Square root of a square in an integral When you are solving an integral, and you have a square root of a square, for instance
$$ \int \sqrt{1+\cos x} = \int \sqrt{\frac{\sin^2x}{1-\cos x}}$$
Do I have to take the absolute value of $\sin x$, or can I just take the positive value? 
$$= \int \frac{|\sin x|}{\sqrt{1-\cos x}}$$ OR
$$= \int \frac{\sin x}{\sqrt{1-\cos x}}$$
If I have to take the absolute value, should I look for a better method when solving integrals than that one, because two solutions seem more complicated.
 A: In general the square root sign denotes the principal (positive) root, in which case you could omit the abs-brackets, but it always depends on the task.
A: For the sake of simplicity, let us consider
$$ \int \sqrt{\sin^{2}(x)} \, dx \tag{1}$$
It is not completely clear what $(1)$ means to me.
Consider:
$$ \forall s \in \mathbb{R}, \; F(s) = \int_{0}^{s} \sqrt{\sin^{2}(x)} \; dx. $$
$F$ is the anti-derivative of $x \mapsto \sqrt{\sin^{2}(x)}$ which vanishes at $0$. [Note that the choice of $0$ is arbitrary.]

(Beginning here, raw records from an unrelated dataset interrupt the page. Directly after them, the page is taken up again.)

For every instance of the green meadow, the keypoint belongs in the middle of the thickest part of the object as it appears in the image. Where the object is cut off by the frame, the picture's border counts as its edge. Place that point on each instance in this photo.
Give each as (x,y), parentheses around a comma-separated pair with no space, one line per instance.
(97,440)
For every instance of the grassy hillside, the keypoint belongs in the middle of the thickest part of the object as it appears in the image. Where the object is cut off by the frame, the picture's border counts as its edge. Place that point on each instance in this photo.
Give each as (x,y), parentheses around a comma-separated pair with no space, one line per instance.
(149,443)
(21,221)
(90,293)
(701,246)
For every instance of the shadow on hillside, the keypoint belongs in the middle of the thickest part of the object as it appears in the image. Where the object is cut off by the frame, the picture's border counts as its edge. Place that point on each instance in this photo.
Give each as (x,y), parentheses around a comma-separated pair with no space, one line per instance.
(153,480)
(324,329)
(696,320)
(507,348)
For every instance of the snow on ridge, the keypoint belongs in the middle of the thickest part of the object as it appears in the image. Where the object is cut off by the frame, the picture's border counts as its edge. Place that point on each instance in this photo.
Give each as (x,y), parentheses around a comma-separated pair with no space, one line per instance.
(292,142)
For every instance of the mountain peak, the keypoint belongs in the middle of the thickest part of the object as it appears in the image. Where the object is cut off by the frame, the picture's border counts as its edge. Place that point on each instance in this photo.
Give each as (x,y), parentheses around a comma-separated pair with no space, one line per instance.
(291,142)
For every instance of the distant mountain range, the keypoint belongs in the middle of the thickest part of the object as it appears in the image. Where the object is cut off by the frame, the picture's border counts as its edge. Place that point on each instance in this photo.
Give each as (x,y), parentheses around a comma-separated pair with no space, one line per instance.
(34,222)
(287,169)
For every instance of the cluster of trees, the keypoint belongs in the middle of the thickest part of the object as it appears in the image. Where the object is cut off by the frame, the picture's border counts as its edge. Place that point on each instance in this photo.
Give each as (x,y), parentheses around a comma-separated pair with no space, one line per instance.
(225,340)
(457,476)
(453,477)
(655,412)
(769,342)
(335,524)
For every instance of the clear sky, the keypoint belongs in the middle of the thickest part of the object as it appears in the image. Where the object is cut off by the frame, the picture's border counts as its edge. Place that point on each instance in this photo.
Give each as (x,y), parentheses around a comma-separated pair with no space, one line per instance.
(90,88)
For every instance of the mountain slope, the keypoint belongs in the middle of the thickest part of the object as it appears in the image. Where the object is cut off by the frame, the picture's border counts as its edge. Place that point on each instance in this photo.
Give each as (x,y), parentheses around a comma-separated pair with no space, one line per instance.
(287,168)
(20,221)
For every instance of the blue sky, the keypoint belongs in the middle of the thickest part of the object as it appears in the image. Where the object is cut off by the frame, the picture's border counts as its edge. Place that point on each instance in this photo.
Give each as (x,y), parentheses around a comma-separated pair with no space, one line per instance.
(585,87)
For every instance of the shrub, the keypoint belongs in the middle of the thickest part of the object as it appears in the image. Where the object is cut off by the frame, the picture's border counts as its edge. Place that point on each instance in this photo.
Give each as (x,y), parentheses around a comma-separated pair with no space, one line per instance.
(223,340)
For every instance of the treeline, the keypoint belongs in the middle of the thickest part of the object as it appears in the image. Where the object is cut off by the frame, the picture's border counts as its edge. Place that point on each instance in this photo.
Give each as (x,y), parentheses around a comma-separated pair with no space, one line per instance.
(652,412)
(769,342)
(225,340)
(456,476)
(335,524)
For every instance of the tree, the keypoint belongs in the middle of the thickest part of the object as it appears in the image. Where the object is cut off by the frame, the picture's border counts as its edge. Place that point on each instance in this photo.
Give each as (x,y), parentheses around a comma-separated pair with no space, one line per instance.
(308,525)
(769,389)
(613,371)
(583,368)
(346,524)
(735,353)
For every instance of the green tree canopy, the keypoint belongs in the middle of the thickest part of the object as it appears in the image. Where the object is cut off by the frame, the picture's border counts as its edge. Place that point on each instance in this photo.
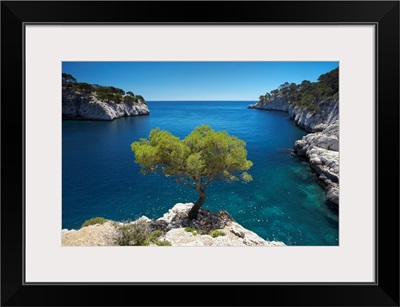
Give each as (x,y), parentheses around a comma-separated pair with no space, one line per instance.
(202,157)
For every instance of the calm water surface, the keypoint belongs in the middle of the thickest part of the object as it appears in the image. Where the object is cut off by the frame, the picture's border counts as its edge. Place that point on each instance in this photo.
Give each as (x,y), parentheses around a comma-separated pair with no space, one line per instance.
(283,202)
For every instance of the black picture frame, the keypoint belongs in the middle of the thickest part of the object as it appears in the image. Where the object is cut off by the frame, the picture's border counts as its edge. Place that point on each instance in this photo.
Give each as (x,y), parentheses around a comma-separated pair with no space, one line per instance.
(383,14)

As you know: for all $x \in \mathbb{R}, \; \sqrt{\sin^{2}(x)} = \vert \sin(x) \vert$. Therefore, $F$ is always given by:
$$ \forall s \in \mathbb{R}, \; F(s) = \int_{0}^{s} \vert \sin(x) \vert \; dx. \tag{2}$$
If you are interested in, say, $F(\pi)$, the sign of $\vert \sin(x) \vert$ is constant on $[0,\pi]$. Therefore:
$$ F(\pi) = \int_{0}^{\pi} \vert \sin(x) \vert \, dx = \int_{0}^{\pi} \sin(x) \, dx. $$
However, if $s$ is arbitrary, the sign of $\vert \sin(x) \vert$ might change as $x$ ranges from $0$ to $s$. Then, one cannot remove the absolute values. One possible workaround is to use Chasles relation for integrals and split $F$ into a sum of integrals for which the sign of $\vert \sin(x) \vert$ is constant. Example:
$$
\begin{align*} F(3\pi/2) & = {} \int_{0}^{3\pi/2} \vert \sin(x) \vert \; dx \\[2mm] & = \int_{0}^{\pi} \vert \sin(x) \vert \; dx + \int_{\pi}^{3\pi/2} \vert \sin(x) \vert \, dx \\[2mm] & = \int_{0}^{\pi} \sin(x) \, dx - \int_{\pi}^{3\pi/2} \sin(x) \, dx \end{align*}. $$